Questions:
1. What is parquet file format?
2. Why do we need parquet?
3. How to read parquet file?
4. What makes parquet default choice?
5. What encoding is done on date?
6. What compression technique is used?
7. How to optimize the parquet file?
8. What is row group, column and pages?
9. How projection pruning and predicate pushdown works?

- Doc - [Link](https://parquet.apache.org/docs/concepts/)
- Parquet is a file format.
- Parquet is a Columnar based file format.


Columnar Based File Format and Row Based File Format: [Link](https://blog.devgenius.io/big-data-file-formats-d980f5d07e44) | [Link](https://www.linkedin.com/pulse/day10-data-layout-row-based-vs-column-based-farhan-khan/)
- In Big data, we do write once and read many.
- Hence, using a file format which is faster to read is preferrable to use.
- In case of Column oriented file formats, the way they are stored in disk, it becomes easier to read data from it.
- That is beacuse, suppose we want to read column 1 and column 3 of a data. So, to do that, for row oriented data, we first read column1 of record1 and read it and then jump to column3 of record1 and read it and then jump to Column1 of record2 and read it and then jump to Column3 of record2 and read it and keep repeating this for the rest of the records, This is because, the data stored in row oriented fashion is not continuous and we need to make jumps in the memory. It takes more time. But in case of column oriented data, we first read the complete Column1 and then jump to where Column3 data are stored and read all the Column3 at once. This makes things easier as less memory jumps are required. Which is why reading column oriented data is way easier than row oriented data. But by this logic, row oriented data is faster to write than column oriented data.

OLAP vs OLTP:
- OLAP - Online Analytical Processing
  - Only few columns are read.
  - Column-Oriented file format is used. (Faster to read)
- OLTP - Online Transactional Processing
  - Write -> insert, update, delete
  - Row-Oriented file format is used. (Faster to write)

- At the end of the day we want to reduce cost and time and improve performance of our queries. For which we prefer to use column-oriented file format, Parquet

<pre>
File uploaded to /FileStore/tables/part_r_00000_1a9822ba_b8fb_4d8e_844a_ea30d0801b9e_gz.parquet
</pre>
gz is a compression technique

In [0]:
df = spark.read.parquet("/FileStore/tables/part_r_00000_1a9822ba_b8fb_4d8e_844a_ea30d0801b9e_gz.parquet")
df.show()

# We do not need to give extra parameters to read parquet files as it has many metadata in it to infer all of them itself.
# Parquet is a binary file format, so we cannot normally read it.

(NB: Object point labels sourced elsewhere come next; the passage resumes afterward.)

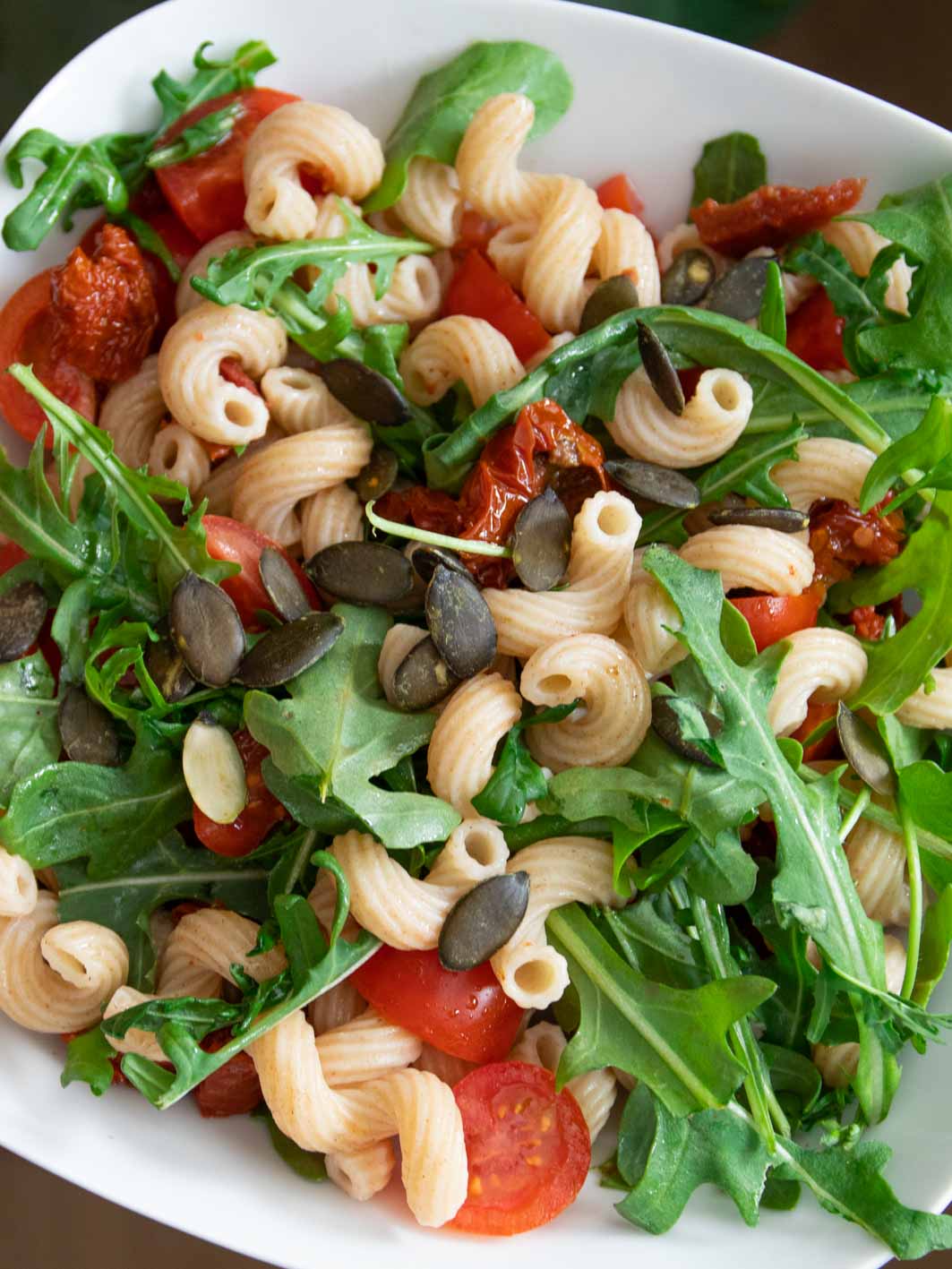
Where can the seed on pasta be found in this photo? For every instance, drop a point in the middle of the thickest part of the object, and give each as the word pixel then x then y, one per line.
pixel 610 297
pixel 423 678
pixel 688 279
pixel 541 542
pixel 362 572
pixel 21 614
pixel 283 589
pixel 87 730
pixel 484 921
pixel 459 622
pixel 656 484
pixel 367 393
pixel 660 370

+--------------------+-------------------+-----+
|   DEST_COUNTRY_NAME|ORIGIN_COUNTRY_NAME|count|
+--------------------+-------------------+-----+
|       United States|            Romania|    1|
|       United States|            Ireland|  264|
|       United States|              India|   69|
|               Egypt|      United States|   24|
|   Equatorial Guinea|      United States|    1|
|       United States|          Singapore|   25|
|       United States|            Grenada|   54|
|          Costa Rica|      United States|  477|
|             Senegal|      United States|   29|
|       United States|   Marshall Islands|   44|
|              Guyana|      United States|   17|
|       United States|       Sint Maarten|   53|
|               Malta|      United States|    1|
|             Bolivia|      United States|   46|
|            Anguilla|      United States|   21|
|Turks and Caicos ...|      United States|  136|
|       United States|        Afghanistan|    2|
|Saint Vincent and..

- Although Parquet is columnar based file format, but to read huge records of data faster, it divides the records into chunks/groups. So that reading becomes faster. So, we can say that in a way, Parquet uses both columnar and row based storage to make reading faster.
- These chunk of records are called Row Group.
  - Row Group is a logical partition to divide our data into smaller chunks for better read.
  - The default size of a Row Group is 128 MB. 
  - Each Row Group contains its own Metadata (Data of data. Like who saved it, when was it saved, number of records, minimum size, max size, etc.).
  - Each Row Group contains multiple Columns.
  - Each Columns contain multible Pages.
  - Each Page has metadata and Values.
  - Values is our actual data.
  - All of these meta data makes Parquet so good to read.
- Parquet is a structured file format.
- It is stored in Binary form.
- [Link](https://karthiksharma1227.medium.com/understanding-parquet-and-its-optimization-opportunities-c7265a360391) | [Link](https://data-mozart.com/parquet-file-format-everything-you-need-to-know/) | [Link](https://towardsdatascience.com/demystifying-the-parquet-file-format-13adb0206705)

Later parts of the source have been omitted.